一种面向数字人文的电子邮件历史事件轴生成方法、装置、终端设备及可读存储介质,方法包括:建立深度哈希模型,并利用训练数据集对深度哈希模型进行训练(S1);利用训练好的深度哈希模型对预先归档的电子邮件进行哈希编码,并将得到的邮件哈希码与对应的邮件进行关联存储到邮件史料数据库中(S2);利用训练好的深度哈希模型根据获取到的检索语句生成检索哈希值并进行检索以提取出目标电子邮件(S3);根据各个目标电子邮件的归档时间,按时间先后顺序生成电子邮件历史事件轴(S4)。该方法将深度学习应用于电子邮件检索,对检索到的电子邮件生成电子邮件历史事件轴,从而有效辅助数字人文研究及相关电子史料的保存与利用、助力人文学术研究。

Description

一种面向数字人文的电子邮件历史事件轴生成方法及装置 技术领域
本发明涉及邮件检索领域,尤其是涉及一种面向数字人文的电子邮件历史事件轴生成方法、装置、终端设备及可读存储介质。
背景技术
在数字人文领域,传统人文历史研究也受到了诸如人工智能、深度学习的影响,产生了以技术辅助人文研究的新趋势。传统历史的研究依赖于纸质史料,随着互联网的普及,未来历史学家对当代历史的研究将会由传统纸质史料转为电子史料,电子邮件作为传统信件在信息社会里的新形式,能帮助各个群体更好地开展各方面的当代历史研究,为现实行为提供合法依据。
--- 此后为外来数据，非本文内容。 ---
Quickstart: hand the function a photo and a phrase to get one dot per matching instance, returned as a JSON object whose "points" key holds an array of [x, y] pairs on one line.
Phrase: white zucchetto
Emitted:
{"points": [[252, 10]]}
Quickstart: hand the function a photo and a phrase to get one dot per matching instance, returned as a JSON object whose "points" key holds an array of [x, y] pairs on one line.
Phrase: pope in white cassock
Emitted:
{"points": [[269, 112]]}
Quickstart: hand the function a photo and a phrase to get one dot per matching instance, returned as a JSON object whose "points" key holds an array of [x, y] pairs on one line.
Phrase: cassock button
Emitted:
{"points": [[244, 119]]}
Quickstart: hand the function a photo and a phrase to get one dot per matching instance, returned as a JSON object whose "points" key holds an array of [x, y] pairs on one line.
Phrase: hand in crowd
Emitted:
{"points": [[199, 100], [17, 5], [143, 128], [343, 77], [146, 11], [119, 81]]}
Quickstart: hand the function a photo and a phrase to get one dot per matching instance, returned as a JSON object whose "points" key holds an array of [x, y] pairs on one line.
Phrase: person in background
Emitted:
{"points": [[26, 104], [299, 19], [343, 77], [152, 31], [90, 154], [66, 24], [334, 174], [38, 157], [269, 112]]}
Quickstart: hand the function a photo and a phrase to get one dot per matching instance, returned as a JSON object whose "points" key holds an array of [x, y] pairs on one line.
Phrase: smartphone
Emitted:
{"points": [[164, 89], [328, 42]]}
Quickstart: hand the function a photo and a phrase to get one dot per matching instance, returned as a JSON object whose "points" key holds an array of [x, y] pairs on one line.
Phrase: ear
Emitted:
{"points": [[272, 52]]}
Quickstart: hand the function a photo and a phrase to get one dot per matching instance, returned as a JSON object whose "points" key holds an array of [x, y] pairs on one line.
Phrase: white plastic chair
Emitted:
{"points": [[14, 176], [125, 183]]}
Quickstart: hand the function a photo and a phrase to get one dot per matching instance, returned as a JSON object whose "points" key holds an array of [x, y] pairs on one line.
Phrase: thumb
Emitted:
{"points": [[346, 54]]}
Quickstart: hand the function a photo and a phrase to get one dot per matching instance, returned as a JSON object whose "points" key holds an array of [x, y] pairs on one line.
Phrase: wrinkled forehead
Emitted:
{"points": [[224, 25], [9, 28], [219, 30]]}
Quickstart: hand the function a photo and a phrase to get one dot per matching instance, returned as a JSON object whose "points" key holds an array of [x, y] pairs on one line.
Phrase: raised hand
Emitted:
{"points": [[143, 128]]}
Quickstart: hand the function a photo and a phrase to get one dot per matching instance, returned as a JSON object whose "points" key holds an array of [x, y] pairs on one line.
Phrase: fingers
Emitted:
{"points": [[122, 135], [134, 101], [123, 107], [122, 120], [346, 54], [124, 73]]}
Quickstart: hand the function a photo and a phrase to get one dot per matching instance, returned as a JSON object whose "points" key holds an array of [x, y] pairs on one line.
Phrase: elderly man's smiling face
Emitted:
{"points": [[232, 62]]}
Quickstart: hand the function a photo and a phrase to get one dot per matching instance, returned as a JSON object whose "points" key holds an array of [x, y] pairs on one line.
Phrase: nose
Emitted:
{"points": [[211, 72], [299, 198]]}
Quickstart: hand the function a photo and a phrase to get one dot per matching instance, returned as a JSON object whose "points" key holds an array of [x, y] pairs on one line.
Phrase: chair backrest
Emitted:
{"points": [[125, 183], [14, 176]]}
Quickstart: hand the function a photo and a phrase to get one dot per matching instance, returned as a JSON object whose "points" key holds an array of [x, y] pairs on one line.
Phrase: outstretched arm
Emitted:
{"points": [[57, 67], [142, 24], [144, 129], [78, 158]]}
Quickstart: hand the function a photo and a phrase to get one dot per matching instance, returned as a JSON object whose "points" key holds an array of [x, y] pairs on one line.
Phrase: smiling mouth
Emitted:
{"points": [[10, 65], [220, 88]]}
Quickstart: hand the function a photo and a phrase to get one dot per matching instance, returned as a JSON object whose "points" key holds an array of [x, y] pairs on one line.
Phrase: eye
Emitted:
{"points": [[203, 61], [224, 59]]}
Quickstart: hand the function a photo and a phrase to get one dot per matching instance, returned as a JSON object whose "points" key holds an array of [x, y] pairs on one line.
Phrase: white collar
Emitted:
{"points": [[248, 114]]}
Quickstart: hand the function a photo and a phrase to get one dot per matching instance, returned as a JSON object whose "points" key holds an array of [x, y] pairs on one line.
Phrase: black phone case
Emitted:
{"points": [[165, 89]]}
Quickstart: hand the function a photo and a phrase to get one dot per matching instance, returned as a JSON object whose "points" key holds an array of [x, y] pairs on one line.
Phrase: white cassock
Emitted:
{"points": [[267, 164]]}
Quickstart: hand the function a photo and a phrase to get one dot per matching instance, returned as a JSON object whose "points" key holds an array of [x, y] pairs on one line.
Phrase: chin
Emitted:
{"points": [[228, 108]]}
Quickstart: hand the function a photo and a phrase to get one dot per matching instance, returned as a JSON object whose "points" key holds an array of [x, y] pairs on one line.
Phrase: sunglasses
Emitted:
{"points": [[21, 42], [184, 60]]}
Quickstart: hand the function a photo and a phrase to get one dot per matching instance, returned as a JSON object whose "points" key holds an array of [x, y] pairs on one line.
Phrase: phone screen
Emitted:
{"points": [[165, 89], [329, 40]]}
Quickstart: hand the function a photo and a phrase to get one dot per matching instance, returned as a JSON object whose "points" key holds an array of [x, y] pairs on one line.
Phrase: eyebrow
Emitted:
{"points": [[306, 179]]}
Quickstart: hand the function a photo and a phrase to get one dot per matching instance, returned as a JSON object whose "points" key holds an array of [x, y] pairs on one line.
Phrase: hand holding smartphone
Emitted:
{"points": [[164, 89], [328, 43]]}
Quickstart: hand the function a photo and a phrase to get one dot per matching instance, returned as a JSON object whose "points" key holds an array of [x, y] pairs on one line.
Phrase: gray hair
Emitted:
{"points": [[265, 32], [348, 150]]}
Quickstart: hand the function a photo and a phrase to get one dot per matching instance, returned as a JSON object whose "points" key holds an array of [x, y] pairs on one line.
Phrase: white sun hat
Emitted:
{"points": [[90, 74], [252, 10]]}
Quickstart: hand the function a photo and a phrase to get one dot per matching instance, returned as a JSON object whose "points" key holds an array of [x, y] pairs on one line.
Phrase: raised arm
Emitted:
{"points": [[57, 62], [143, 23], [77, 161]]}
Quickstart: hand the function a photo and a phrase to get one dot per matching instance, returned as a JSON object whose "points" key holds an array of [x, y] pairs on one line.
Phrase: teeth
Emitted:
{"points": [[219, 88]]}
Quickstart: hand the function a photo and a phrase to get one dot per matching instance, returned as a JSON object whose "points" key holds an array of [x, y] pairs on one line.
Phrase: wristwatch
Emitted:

由于不同数据的异构性,以及传统手工设计特征在特征表示上能力不足,传统的跨模态检索方法不能有效地通过多模态数据的关联关系来降低其异构性,从而无法取得更好的效果。
同时,就提取电子邮件信息作为面向数字人文的历史事件轴而言,“语义鸿沟”问题是当今的难点问题,将深度学习应用于电子邮件检索,为解决异质数据之间的“媒体鸿沟”提供了大量特征学习与表示方面先进的研究成果。但是,传统检索技术不能有效捕捉在数字人文视域下,电子邮件包含的历史信息的空间性和时间性,无法学习强大的特征表示和跨模态嵌入,因而无法生成用于数字人文研究的高质量、紧凑的哈希编码,导致不能取得较好的检索效果。
发明内容
本发明实施例所要解决的技术问题在于,提供一种面向数字人文的电子邮件历史事件轴生成方法、装置、终端设备及可读存储介质,能够将深度学习应用于电子邮件检索,并对检索到的电子邮件生成电子邮件历史事件轴,进而有效辅助数字人文研究及相关电子史料的保存与利用。
为了解决上述技术问题,本发明实施例提供了一种面向数字人文的电子邮件 历史事件轴生成方法,包括:
建立深度哈希模型,并利用预设的训练数据集对所述深度哈希模型进行训练;其中,所述训练数据集中的每一训练数据样本均包括多个标签;
利用训练好的深度哈希模型对预先归档的所有电子邮件进行哈希编码,并将得到的邮件哈希码与对应的邮件进行关联存储到邮件史料数据库中;
利用训练好的深度哈希模型根据获取到的检索语句生成检索哈希值,并根据所述检索哈希值对所述邮件史料数据库进行检索以提取出目标电子邮件;
根据各个所述目标电子邮件的归档时间,按时间先后顺序生成电子邮件历史事件轴。
进一步地,在所述建立深度哈希模型之前,还包括:
实时对目标邮件系统中的所有电子邮件进行归档,根据邮件收件时间或邮件发件时间对各个电子邮件进行时间标注并存储。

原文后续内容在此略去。